Ideal diodes are, as the name implies, diodes that operate ideally. How ideal is the diode that has no voltage drop and electricity flows when the anode voltage > cathode voltage.

The basic circuit is shown in the figure above. A comparator compares the input voltage with the output voltage, and the switch closes and electricity flows only when the input voltage > output voltage. Conversely, if the voltage at the output side is higher than the input voltage, the switch opens to prevent the reverse flow of electricity. Switches are generally MOS-FETs.

I want to make a simpler circuit

In fact, to actually make the circuit of the ideal diode, it is quite troublesome to find a comparator that operates at low voltage, to find a MOS-FET that turns on at low voltage, and to think of a circuit to drive the MOS-FET.
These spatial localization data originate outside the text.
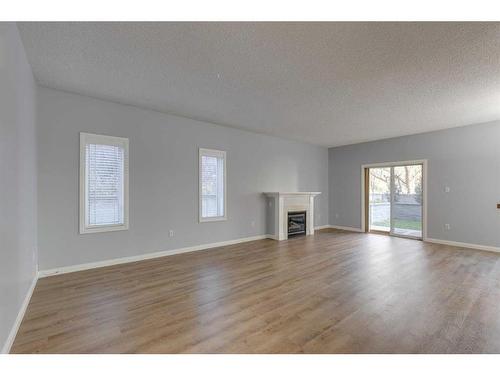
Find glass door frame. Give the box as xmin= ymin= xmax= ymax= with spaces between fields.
xmin=389 ymin=166 xmax=396 ymax=236
xmin=361 ymin=160 xmax=427 ymax=240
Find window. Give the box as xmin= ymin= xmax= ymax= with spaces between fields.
xmin=80 ymin=132 xmax=129 ymax=234
xmin=199 ymin=148 xmax=226 ymax=222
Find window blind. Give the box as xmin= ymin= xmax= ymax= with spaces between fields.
xmin=85 ymin=143 xmax=125 ymax=226
xmin=200 ymin=152 xmax=225 ymax=219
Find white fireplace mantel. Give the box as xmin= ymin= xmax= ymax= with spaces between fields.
xmin=264 ymin=192 xmax=321 ymax=241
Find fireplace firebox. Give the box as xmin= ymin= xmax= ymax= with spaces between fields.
xmin=287 ymin=211 xmax=307 ymax=236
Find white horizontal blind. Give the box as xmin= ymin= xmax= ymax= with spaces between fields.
xmin=85 ymin=143 xmax=125 ymax=227
xmin=200 ymin=150 xmax=225 ymax=219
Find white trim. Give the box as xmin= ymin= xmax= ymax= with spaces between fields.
xmin=199 ymin=148 xmax=227 ymax=223
xmin=315 ymin=227 xmax=500 ymax=253
xmin=360 ymin=159 xmax=428 ymax=169
xmin=314 ymin=225 xmax=330 ymax=230
xmin=263 ymin=192 xmax=322 ymax=196
xmin=360 ymin=159 xmax=428 ymax=240
xmin=425 ymin=238 xmax=500 ymax=254
xmin=1 ymin=275 xmax=38 ymax=354
xmin=328 ymin=225 xmax=364 ymax=232
xmin=79 ymin=132 xmax=129 ymax=234
xmin=199 ymin=216 xmax=227 ymax=223
xmin=389 ymin=165 xmax=395 ymax=235
xmin=38 ymin=234 xmax=269 ymax=278
xmin=264 ymin=192 xmax=321 ymax=241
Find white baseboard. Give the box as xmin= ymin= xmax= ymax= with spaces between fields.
xmin=38 ymin=234 xmax=271 ymax=278
xmin=322 ymin=228 xmax=500 ymax=254
xmin=1 ymin=274 xmax=38 ymax=354
xmin=328 ymin=225 xmax=364 ymax=232
xmin=314 ymin=225 xmax=331 ymax=230
xmin=425 ymin=238 xmax=500 ymax=254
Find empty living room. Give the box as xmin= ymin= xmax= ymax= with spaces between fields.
xmin=2 ymin=1 xmax=500 ymax=373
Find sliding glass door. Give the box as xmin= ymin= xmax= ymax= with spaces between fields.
xmin=368 ymin=163 xmax=423 ymax=239
xmin=368 ymin=167 xmax=391 ymax=233
xmin=392 ymin=165 xmax=423 ymax=238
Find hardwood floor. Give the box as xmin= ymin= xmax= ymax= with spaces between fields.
xmin=11 ymin=229 xmax=500 ymax=353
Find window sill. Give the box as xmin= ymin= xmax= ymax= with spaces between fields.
xmin=199 ymin=216 xmax=227 ymax=223
xmin=80 ymin=223 xmax=129 ymax=234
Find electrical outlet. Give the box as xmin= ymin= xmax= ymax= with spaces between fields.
xmin=335 ymin=213 xmax=339 ymax=219
xmin=251 ymin=221 xmax=255 ymax=227
xmin=169 ymin=230 xmax=174 ymax=237
xmin=444 ymin=186 xmax=451 ymax=193
xmin=444 ymin=224 xmax=451 ymax=230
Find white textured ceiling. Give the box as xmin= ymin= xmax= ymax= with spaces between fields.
xmin=18 ymin=22 xmax=500 ymax=147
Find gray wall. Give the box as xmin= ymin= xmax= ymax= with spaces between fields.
xmin=37 ymin=87 xmax=329 ymax=270
xmin=0 ymin=24 xmax=38 ymax=352
xmin=329 ymin=121 xmax=500 ymax=247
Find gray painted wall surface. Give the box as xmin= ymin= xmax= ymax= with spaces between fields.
xmin=329 ymin=121 xmax=500 ymax=247
xmin=37 ymin=87 xmax=329 ymax=270
xmin=0 ymin=24 xmax=38 ymax=352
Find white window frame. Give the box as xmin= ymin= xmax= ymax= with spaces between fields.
xmin=79 ymin=132 xmax=129 ymax=234
xmin=199 ymin=148 xmax=227 ymax=223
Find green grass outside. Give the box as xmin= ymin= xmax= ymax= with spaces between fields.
xmin=373 ymin=219 xmax=422 ymax=230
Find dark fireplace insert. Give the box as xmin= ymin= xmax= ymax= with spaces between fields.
xmin=288 ymin=211 xmax=306 ymax=236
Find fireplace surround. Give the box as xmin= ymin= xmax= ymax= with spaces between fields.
xmin=263 ymin=192 xmax=321 ymax=240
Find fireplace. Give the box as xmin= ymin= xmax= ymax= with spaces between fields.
xmin=263 ymin=192 xmax=320 ymax=240
xmin=288 ymin=211 xmax=307 ymax=236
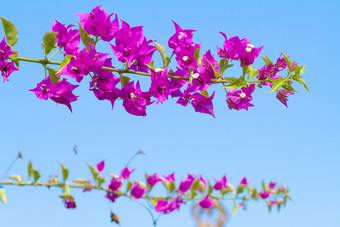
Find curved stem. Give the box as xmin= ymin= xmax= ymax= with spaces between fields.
xmin=16 ymin=56 xmax=276 ymax=84
xmin=47 ymin=48 xmax=61 ymax=60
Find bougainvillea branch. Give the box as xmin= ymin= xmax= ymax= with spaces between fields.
xmin=0 ymin=5 xmax=308 ymax=117
xmin=0 ymin=151 xmax=292 ymax=225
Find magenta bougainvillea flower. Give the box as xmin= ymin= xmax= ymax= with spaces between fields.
xmin=131 ymin=182 xmax=148 ymax=199
xmin=178 ymin=174 xmax=195 ymax=193
xmin=59 ymin=44 xmax=109 ymax=83
xmin=120 ymin=166 xmax=134 ymax=179
xmin=120 ymin=81 xmax=153 ymax=116
xmin=149 ymin=67 xmax=177 ymax=105
xmin=217 ymin=33 xmax=242 ymax=61
xmin=90 ymin=58 xmax=120 ymax=108
xmin=109 ymin=21 xmax=145 ymax=67
xmin=268 ymin=200 xmax=278 ymax=207
xmin=213 ymin=175 xmax=227 ymax=190
xmin=154 ymin=198 xmax=184 ymax=214
xmin=259 ymin=191 xmax=271 ymax=199
xmin=276 ymin=90 xmax=294 ymax=107
xmin=51 ymin=20 xmax=80 ymax=54
xmin=0 ymin=37 xmax=16 ymax=61
xmin=240 ymin=177 xmax=249 ymax=186
xmin=198 ymin=50 xmax=219 ymax=83
xmin=96 ymin=160 xmax=105 ymax=172
xmin=147 ymin=173 xmax=162 ymax=187
xmin=226 ymin=84 xmax=255 ymax=111
xmin=63 ymin=196 xmax=76 ymax=209
xmin=0 ymin=61 xmax=19 ymax=83
xmin=108 ymin=176 xmax=122 ymax=191
xmin=269 ymin=181 xmax=277 ymax=190
xmin=199 ymin=195 xmax=215 ymax=209
xmin=239 ymin=38 xmax=263 ymax=67
xmin=29 ymin=76 xmax=79 ymax=112
xmin=168 ymin=21 xmax=195 ymax=51
xmin=191 ymin=92 xmax=216 ymax=118
xmin=163 ymin=173 xmax=175 ymax=182
xmin=105 ymin=192 xmax=119 ymax=203
xmin=129 ymin=38 xmax=157 ymax=73
xmin=77 ymin=5 xmax=120 ymax=42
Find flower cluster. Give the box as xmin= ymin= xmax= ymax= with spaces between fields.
xmin=67 ymin=160 xmax=291 ymax=215
xmin=1 ymin=6 xmax=307 ymax=116
xmin=0 ymin=37 xmax=19 ymax=83
xmin=0 ymin=155 xmax=292 ymax=225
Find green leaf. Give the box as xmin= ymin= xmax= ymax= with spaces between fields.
xmin=300 ymin=65 xmax=306 ymax=75
xmin=47 ymin=67 xmax=61 ymax=84
xmin=224 ymin=77 xmax=247 ymax=89
xmin=261 ymin=54 xmax=273 ymax=66
xmin=169 ymin=180 xmax=176 ymax=193
xmin=126 ymin=181 xmax=132 ymax=192
xmin=78 ymin=21 xmax=95 ymax=51
xmin=251 ymin=188 xmax=258 ymax=198
xmin=62 ymin=185 xmax=70 ymax=197
xmin=73 ymin=178 xmax=88 ymax=184
xmin=0 ymin=17 xmax=18 ymax=46
xmin=292 ymin=75 xmax=309 ymax=92
xmin=56 ymin=55 xmax=75 ymax=75
xmin=146 ymin=61 xmax=155 ymax=70
xmin=194 ymin=48 xmax=200 ymax=62
xmin=262 ymin=181 xmax=269 ymax=191
xmin=153 ymin=41 xmax=171 ymax=67
xmin=8 ymin=175 xmax=23 ymax=183
xmin=232 ymin=202 xmax=238 ymax=217
xmin=97 ymin=177 xmax=106 ymax=187
xmin=248 ymin=68 xmax=258 ymax=80
xmin=32 ymin=170 xmax=41 ymax=183
xmin=151 ymin=198 xmax=158 ymax=207
xmin=60 ymin=164 xmax=69 ymax=182
xmin=120 ymin=76 xmax=130 ymax=88
xmin=59 ymin=194 xmax=70 ymax=199
xmin=0 ymin=189 xmax=7 ymax=204
xmin=269 ymin=78 xmax=286 ymax=93
xmin=242 ymin=65 xmax=252 ymax=76
xmin=236 ymin=185 xmax=245 ymax=195
xmin=28 ymin=161 xmax=33 ymax=178
xmin=218 ymin=59 xmax=233 ymax=76
xmin=282 ymin=52 xmax=291 ymax=68
xmin=190 ymin=179 xmax=200 ymax=191
xmin=43 ymin=31 xmax=57 ymax=55
xmin=223 ymin=77 xmax=238 ymax=82
xmin=189 ymin=190 xmax=197 ymax=199
xmin=208 ymin=181 xmax=213 ymax=195
xmin=88 ymin=164 xmax=98 ymax=181
xmin=221 ymin=183 xmax=235 ymax=196
xmin=199 ymin=90 xmax=209 ymax=98
xmin=198 ymin=180 xmax=206 ymax=194
xmin=282 ymin=84 xmax=298 ymax=92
In that case, Digikey is for you.

There are useful things in the world, and there is already an electronic component called Ideal Diode, and Digikey has a category for it.

In that category, filter the "Current - Output" to 1A to 2A.

Now all you have to do is choose the one that looks good from the list.

There was the ideal diode in such a small package.


The datasheet shows that it operates from 1.5V to 5.5V, with a maximum continuous current of 1.5A. There is no forward voltage like a diode, instead there is only an ON resistance of about 100mΩ since the switch is a MOS-FET. It is also very easy to use. If you connect the /CE and GND pins to GND and don't use the ST pin, then it can be used as a diode. This device fits the condition perfectly. I decided on this one.

Automatic power switching circuit completed

I decided to use a Schottky barrier diode for the USB power supply and an ideal diode for the battery power supply to configure the OR circuit.

This enabled automatic power switching: power is supplied from the USB when the USB is connected, and power is supplied from the battery when the USB is disconnected. And thanks to the ideal diode, you can maximize the energy of the battery even when operating on the battery.

Again, I did not need to design a circuit like the previous DCDC converter circuit, but simply used a dedicated IC to create the circuit.